Por una cuestión de principios que daría para una tesis doctoral y cinco sesiones de psicoterapia, no compro en los establecimientos de Victoria's Secret. Como me encanta la ropa interior sexi y los colores chillones, para resistir la tentación de entrar, siempre que me cruzo con uno de sus establecimientos me dedico a observar el tipo de personas que entran y salen, hasta el punto que este hercúleo acto de contención de pasiones primarias se ha convertido en uno de mis pasatiempos preferidos.

A pesar de los años de trabajo de campo, no dejo de sorprenderme de la diversidad de mujeres que entran. El interior de los establecimientos es un ir y venir de personas hurgando entre un batiburrillo más o menos arreglado de bragas, tangas y sostenes, interrumpidos por imágenes y vídeos gigantescos de los ángeles de Victoria's Secret. Como las modelos de la marca tienen cuerpos inalcanzables para la inmensa mayoría de mujeres del planeta, incluso para ellas mismas –y por eso se someten a programas de régimen y ejercicio físico espartanos–, siempre había pensado que la clientela de las tiendas serían chicas jóvenes y con físicos de acuerdo con los cánones estéticos occidentales.

Tampoco entendía la tendencia de asociar lencería sexi a imágenes de mujeres. Me corta bastante el rollo ir a comprar juguetes sexuales o ropa sexi y encontrarme estampada la imagen de una tía que no me interesa y que además es una representación de una sexualidad femenina al servicio del gozo de los hombres heterosexuales, y no orientada al placer y la autorrealización de la mujer. A pesar de, pues, que la imagen de una tía estampada en un producto no es el mejor reclamo para mí, con el tiempo me he planteado la hipótesis de que el éxito de las tiendas de Victoria's Secret radica precisamente en la asociación del producto que venden con los ángeles.

Me fascina pensar como un producto se convierte en un préstamo ya no de una cultura, sino de otra persona

En su análisis de The Body Shop, la filósofa feminista Sara Ahmed hablaba de cómo parte de la popularidad de la marca cosmética se basaba en la historia que venía: la compañía había ido por el mundo recopilando los secretos de belleza ancestrales de muchas comunidades de mujeres y los había envasado en ecológicos productos creados por las mujeres de estas comunidades. Ahmed utilizaba el ejemplo para explicar una consecuencia de las sociedades postcoloniales contemporáneas: aquellas culturas que las potencias occidentales se habían dedicado con tanta tenacidad a aniquilar, ahora resurgían tanto para dar una salida económica a comunidades afectadas por el sistema colonial como para el disfrute de las mujeres occidentales, las principales consumidoras de estos productos, que veían cómo su belleza crecía gracias a ellos. La conclusión de Ahmed era que, con la globalización, se podía llegar a consumir el otro y su cultura: la crema no sólo te hidrataba la piel, sino que te untaba de una parte de la cultura de las mujeres tahitianas, hasta el punto que la piel tahitiana hidratada se convertía en la tuya.

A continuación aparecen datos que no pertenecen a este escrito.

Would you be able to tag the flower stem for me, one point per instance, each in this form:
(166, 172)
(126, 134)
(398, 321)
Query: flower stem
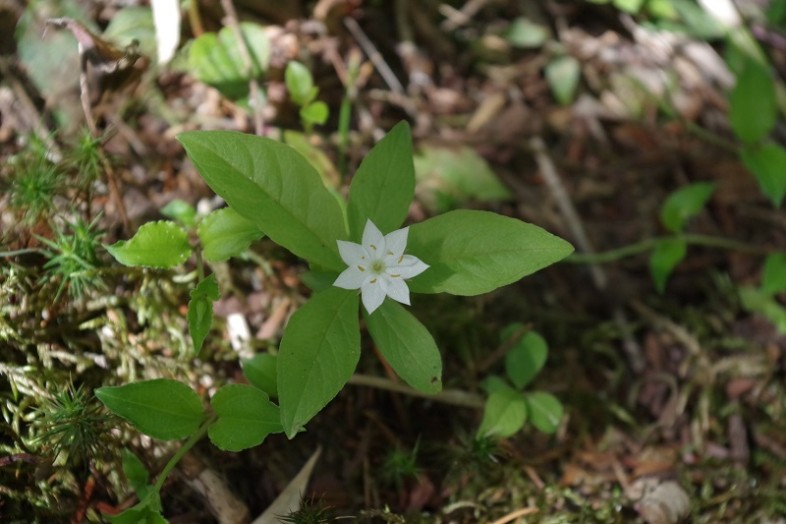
(180, 453)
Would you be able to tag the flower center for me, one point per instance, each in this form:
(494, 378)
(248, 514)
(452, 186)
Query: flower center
(378, 267)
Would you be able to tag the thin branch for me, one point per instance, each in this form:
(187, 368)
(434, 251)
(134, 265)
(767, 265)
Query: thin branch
(374, 55)
(598, 275)
(245, 55)
(454, 397)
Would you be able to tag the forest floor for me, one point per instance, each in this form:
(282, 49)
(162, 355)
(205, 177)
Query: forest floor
(675, 401)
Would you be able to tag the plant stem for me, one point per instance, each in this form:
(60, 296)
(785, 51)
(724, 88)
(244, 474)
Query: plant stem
(454, 397)
(614, 255)
(180, 453)
(345, 113)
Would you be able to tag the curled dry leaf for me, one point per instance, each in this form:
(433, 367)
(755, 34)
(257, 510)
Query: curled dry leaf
(663, 503)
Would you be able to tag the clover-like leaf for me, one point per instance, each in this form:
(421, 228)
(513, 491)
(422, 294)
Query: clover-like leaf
(160, 244)
(200, 310)
(225, 234)
(504, 413)
(525, 360)
(685, 203)
(545, 411)
(668, 252)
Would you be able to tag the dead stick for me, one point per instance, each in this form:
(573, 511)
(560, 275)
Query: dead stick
(245, 55)
(597, 273)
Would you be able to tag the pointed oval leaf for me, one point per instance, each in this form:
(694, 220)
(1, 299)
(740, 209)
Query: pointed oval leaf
(773, 279)
(504, 414)
(664, 258)
(160, 244)
(274, 187)
(768, 165)
(319, 352)
(384, 184)
(525, 360)
(161, 408)
(245, 417)
(260, 370)
(545, 411)
(684, 204)
(474, 252)
(407, 346)
(752, 104)
(225, 234)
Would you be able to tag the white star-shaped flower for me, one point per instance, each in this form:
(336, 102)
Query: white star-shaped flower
(378, 266)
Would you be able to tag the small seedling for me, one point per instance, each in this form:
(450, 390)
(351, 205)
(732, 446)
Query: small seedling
(508, 408)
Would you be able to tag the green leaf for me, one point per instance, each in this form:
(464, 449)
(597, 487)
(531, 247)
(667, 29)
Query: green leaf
(545, 411)
(225, 234)
(758, 301)
(133, 23)
(407, 346)
(752, 104)
(160, 244)
(161, 408)
(319, 352)
(215, 59)
(315, 156)
(664, 258)
(315, 113)
(200, 310)
(384, 184)
(135, 472)
(273, 186)
(525, 360)
(524, 33)
(180, 211)
(300, 83)
(768, 165)
(773, 278)
(562, 74)
(474, 252)
(260, 370)
(245, 417)
(684, 204)
(629, 6)
(449, 177)
(504, 414)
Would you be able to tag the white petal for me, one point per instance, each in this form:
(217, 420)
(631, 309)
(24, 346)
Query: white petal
(409, 267)
(373, 241)
(351, 278)
(372, 295)
(352, 253)
(396, 242)
(398, 290)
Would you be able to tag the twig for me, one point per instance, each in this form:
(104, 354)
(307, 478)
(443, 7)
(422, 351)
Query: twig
(374, 55)
(613, 255)
(454, 397)
(598, 275)
(245, 55)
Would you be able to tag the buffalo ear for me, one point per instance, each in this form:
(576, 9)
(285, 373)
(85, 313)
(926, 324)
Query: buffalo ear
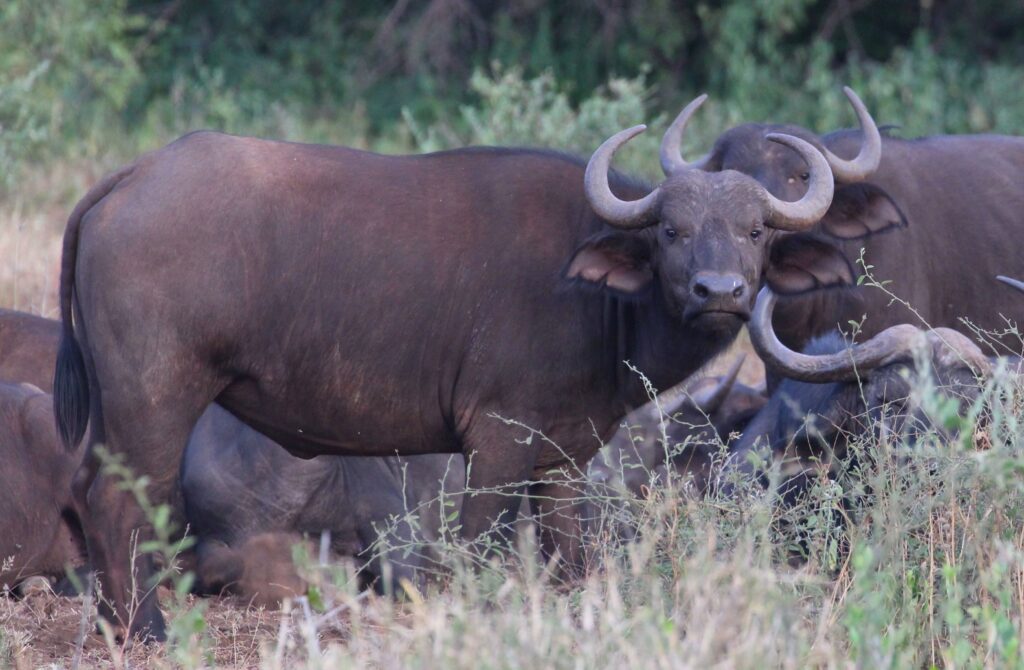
(804, 262)
(617, 260)
(859, 210)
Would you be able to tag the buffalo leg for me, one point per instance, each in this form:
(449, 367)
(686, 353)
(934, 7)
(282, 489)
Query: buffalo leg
(558, 515)
(499, 462)
(150, 432)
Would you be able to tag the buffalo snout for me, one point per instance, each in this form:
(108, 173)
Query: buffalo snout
(725, 292)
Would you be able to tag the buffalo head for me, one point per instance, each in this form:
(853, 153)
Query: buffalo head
(859, 207)
(700, 239)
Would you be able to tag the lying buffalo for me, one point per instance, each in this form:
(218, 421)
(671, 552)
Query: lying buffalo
(241, 492)
(240, 488)
(39, 533)
(350, 303)
(835, 390)
(958, 196)
(683, 430)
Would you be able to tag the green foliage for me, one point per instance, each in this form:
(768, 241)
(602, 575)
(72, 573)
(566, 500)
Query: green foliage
(118, 77)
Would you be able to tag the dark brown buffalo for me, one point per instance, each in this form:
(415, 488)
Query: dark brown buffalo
(834, 390)
(350, 303)
(685, 429)
(39, 533)
(241, 492)
(240, 488)
(961, 198)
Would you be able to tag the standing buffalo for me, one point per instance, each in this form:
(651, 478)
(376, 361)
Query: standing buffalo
(345, 302)
(240, 488)
(958, 196)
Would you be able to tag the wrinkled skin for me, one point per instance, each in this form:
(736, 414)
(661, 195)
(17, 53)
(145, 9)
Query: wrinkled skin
(39, 532)
(347, 303)
(961, 200)
(804, 422)
(240, 487)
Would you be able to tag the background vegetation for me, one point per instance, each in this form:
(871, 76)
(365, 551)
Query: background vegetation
(929, 568)
(87, 78)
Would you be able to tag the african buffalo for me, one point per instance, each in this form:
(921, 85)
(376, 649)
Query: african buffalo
(684, 428)
(39, 533)
(351, 303)
(240, 490)
(239, 486)
(960, 198)
(835, 390)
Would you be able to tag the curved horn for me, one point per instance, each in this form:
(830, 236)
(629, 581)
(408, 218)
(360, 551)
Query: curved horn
(711, 400)
(843, 366)
(620, 213)
(870, 151)
(1009, 281)
(808, 210)
(672, 154)
(951, 347)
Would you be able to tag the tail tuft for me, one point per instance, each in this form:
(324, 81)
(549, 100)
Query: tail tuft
(71, 391)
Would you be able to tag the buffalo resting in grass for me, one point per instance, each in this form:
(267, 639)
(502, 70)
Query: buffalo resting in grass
(39, 532)
(686, 430)
(350, 303)
(835, 390)
(960, 198)
(246, 500)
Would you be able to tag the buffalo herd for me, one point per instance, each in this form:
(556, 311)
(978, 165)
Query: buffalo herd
(297, 341)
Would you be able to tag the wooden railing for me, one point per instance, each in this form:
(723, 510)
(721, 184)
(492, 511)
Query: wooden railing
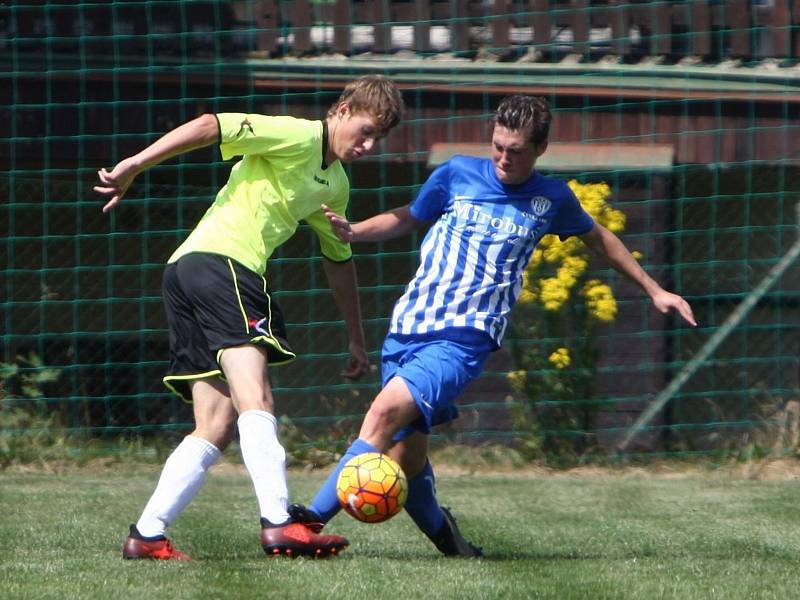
(707, 30)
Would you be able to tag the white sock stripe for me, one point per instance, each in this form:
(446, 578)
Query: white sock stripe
(210, 451)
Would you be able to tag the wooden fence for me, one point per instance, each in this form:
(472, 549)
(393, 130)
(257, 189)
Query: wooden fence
(708, 30)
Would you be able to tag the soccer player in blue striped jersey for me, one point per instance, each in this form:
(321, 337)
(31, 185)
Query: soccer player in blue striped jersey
(488, 215)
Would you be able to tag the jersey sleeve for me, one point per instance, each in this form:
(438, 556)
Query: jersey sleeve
(243, 134)
(331, 246)
(432, 197)
(571, 219)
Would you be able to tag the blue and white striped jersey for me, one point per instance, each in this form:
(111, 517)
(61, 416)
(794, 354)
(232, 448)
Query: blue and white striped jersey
(473, 256)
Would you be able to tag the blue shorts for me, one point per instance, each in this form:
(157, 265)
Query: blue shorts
(436, 368)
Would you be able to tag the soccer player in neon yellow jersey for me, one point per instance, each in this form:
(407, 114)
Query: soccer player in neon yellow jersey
(225, 328)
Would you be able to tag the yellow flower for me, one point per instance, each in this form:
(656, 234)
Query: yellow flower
(553, 293)
(600, 300)
(517, 380)
(526, 297)
(560, 358)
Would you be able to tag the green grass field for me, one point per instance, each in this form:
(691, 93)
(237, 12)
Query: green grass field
(545, 536)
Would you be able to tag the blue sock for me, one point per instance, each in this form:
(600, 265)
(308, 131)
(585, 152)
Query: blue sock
(421, 504)
(326, 502)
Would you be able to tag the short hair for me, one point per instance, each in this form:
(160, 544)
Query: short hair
(375, 95)
(529, 114)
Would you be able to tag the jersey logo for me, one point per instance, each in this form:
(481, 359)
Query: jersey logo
(248, 124)
(540, 205)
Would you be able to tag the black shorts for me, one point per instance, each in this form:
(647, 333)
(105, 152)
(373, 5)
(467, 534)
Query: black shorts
(213, 303)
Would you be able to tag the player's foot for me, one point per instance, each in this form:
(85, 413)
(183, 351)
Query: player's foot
(137, 546)
(450, 542)
(299, 539)
(300, 514)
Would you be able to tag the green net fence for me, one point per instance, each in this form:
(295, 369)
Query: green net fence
(687, 110)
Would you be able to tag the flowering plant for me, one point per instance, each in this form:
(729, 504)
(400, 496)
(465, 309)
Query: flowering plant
(553, 336)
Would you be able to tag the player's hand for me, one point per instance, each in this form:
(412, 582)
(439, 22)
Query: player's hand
(115, 183)
(665, 301)
(340, 225)
(357, 363)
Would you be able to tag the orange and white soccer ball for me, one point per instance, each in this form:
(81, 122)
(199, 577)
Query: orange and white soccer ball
(372, 487)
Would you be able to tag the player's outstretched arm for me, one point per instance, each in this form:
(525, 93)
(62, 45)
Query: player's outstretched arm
(603, 242)
(197, 133)
(387, 225)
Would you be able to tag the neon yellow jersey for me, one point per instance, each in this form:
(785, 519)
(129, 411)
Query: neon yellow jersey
(278, 183)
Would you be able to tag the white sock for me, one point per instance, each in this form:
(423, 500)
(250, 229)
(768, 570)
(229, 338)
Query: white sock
(181, 478)
(265, 460)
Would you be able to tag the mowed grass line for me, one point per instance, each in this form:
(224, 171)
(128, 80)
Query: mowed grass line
(563, 536)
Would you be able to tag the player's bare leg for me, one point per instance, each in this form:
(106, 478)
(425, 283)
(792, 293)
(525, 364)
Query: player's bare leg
(184, 472)
(245, 369)
(435, 521)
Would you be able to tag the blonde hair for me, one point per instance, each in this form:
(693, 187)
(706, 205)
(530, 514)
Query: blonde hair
(375, 95)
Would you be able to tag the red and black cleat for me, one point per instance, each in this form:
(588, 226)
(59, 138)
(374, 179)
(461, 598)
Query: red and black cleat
(298, 539)
(136, 546)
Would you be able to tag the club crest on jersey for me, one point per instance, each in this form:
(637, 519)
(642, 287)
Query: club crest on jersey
(540, 205)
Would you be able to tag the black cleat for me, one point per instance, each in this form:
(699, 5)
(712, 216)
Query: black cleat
(298, 513)
(450, 542)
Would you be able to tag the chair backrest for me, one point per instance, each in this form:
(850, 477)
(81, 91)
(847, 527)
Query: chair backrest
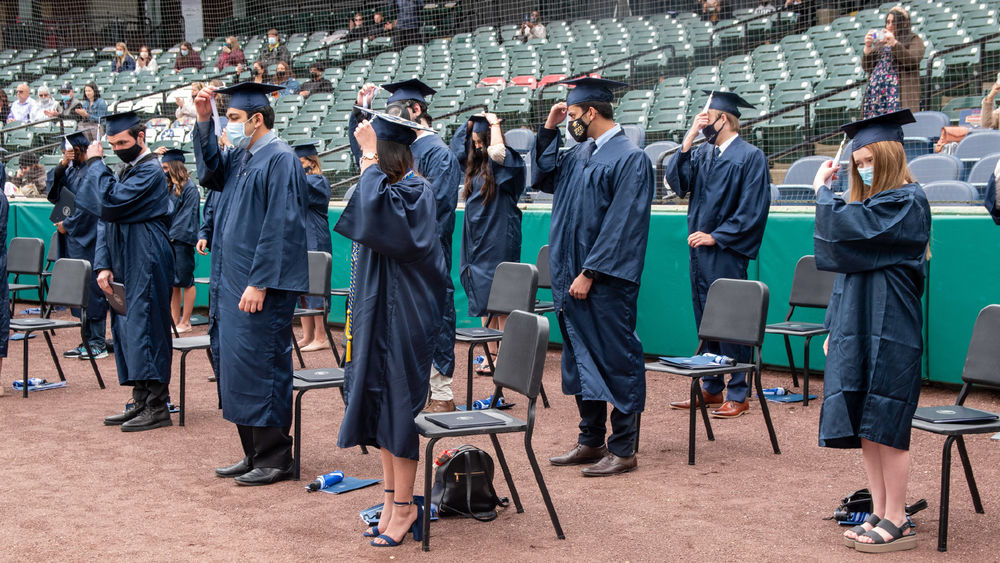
(542, 264)
(811, 287)
(984, 355)
(936, 168)
(735, 312)
(25, 255)
(521, 359)
(514, 287)
(70, 283)
(320, 267)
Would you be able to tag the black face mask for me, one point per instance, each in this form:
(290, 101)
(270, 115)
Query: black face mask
(710, 132)
(578, 129)
(129, 154)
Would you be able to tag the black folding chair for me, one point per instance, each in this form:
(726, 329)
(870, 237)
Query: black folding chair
(24, 258)
(735, 313)
(810, 288)
(320, 265)
(544, 281)
(520, 364)
(70, 287)
(513, 289)
(980, 369)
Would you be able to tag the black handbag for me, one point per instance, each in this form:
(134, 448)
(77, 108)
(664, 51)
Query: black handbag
(463, 484)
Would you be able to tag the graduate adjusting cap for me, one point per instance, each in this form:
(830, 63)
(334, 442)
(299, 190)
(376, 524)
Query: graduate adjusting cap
(591, 90)
(393, 128)
(727, 102)
(247, 96)
(886, 127)
(305, 149)
(411, 89)
(173, 155)
(118, 122)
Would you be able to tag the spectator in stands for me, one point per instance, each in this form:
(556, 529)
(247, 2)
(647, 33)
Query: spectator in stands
(92, 106)
(273, 52)
(145, 61)
(187, 57)
(987, 118)
(24, 108)
(316, 83)
(531, 27)
(45, 100)
(124, 62)
(231, 55)
(30, 177)
(283, 76)
(892, 59)
(356, 28)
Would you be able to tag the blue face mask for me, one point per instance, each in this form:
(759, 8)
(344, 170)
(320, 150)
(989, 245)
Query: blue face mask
(867, 175)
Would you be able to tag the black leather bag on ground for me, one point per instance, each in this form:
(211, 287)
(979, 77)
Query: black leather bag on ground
(463, 485)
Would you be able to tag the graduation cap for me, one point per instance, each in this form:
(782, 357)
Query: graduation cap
(305, 149)
(390, 127)
(727, 102)
(118, 122)
(886, 127)
(173, 155)
(591, 90)
(248, 96)
(411, 89)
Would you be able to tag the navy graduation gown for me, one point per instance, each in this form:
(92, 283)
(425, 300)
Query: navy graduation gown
(132, 243)
(991, 199)
(875, 317)
(729, 198)
(492, 231)
(399, 292)
(600, 222)
(259, 240)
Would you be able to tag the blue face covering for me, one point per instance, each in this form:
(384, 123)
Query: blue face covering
(867, 175)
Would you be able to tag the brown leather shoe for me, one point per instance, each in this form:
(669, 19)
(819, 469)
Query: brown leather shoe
(434, 405)
(580, 455)
(611, 465)
(731, 409)
(712, 401)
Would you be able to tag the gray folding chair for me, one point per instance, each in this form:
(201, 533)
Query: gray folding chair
(25, 257)
(513, 289)
(980, 369)
(735, 313)
(520, 365)
(320, 266)
(71, 288)
(810, 288)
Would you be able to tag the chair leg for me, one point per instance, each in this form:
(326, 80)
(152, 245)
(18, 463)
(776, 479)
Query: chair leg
(428, 459)
(791, 361)
(967, 465)
(541, 486)
(945, 494)
(764, 409)
(506, 473)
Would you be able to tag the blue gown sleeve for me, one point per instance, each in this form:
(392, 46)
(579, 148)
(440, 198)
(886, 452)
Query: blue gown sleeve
(547, 143)
(889, 228)
(393, 220)
(615, 252)
(744, 229)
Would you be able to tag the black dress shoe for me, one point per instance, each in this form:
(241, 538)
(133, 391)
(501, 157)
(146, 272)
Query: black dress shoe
(124, 417)
(265, 476)
(241, 467)
(149, 419)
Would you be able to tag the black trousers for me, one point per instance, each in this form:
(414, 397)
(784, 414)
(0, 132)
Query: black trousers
(153, 394)
(593, 427)
(266, 446)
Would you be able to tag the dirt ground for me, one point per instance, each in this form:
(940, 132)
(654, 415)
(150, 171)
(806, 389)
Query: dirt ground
(74, 490)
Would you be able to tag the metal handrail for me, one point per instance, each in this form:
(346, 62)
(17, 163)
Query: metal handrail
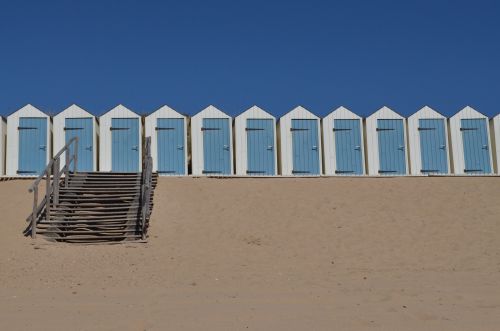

Aunque es evidente que las bragas de Victoria's Secret no las hacen las modelos de la marca, me inclino a pensar que, en el caso que nos ocupa, no sólo se vende la braga cuqui, sino la posibilidad de convertirse, ni que sea por un rato y dentro de la cabeza de la persona que la lleva, un ángel. Como si cada braga, tanga y sujetador tuviera una dosis de la purpurina que hace que toda mujer se convierta en el ser más sensual del mundo. De la misma manera que cuando se anuncia que tal juguete sexual era utilizado por geishas japonesas o que tal técnica era el gran secreto de las prostitutas francesas de inicios del siglo XX, en el fondo del relato marquetiniano radica la fantasía de convertirnos en un poco prostitutas y un poco geishas. Un poco, porque toda la parte negativa de estos oficios queda borrada del producto final.

Por supuesto, al final el significado que cada uno(na) le da a un objeto sexual viene marcado por sus experiencias y fantasías. Aun así, me fascina pensar como un producto se convierte en un préstamo ya no de una cultura, sino de otra persona. A menudo hablo de como los objetos forman parte de nuestros cuerpos, pero, en este caso, es el humano el que forma parte del objeto, hasta el punto que el último pierde el valor sin el primero. Sea para explicar el fenómeno de la venta de braguitas sexis o para reprimir las ganas que tengo de comprármelas, pensar en estas cosas me ha ayudado a matar muchos ratos en los aeropuertos.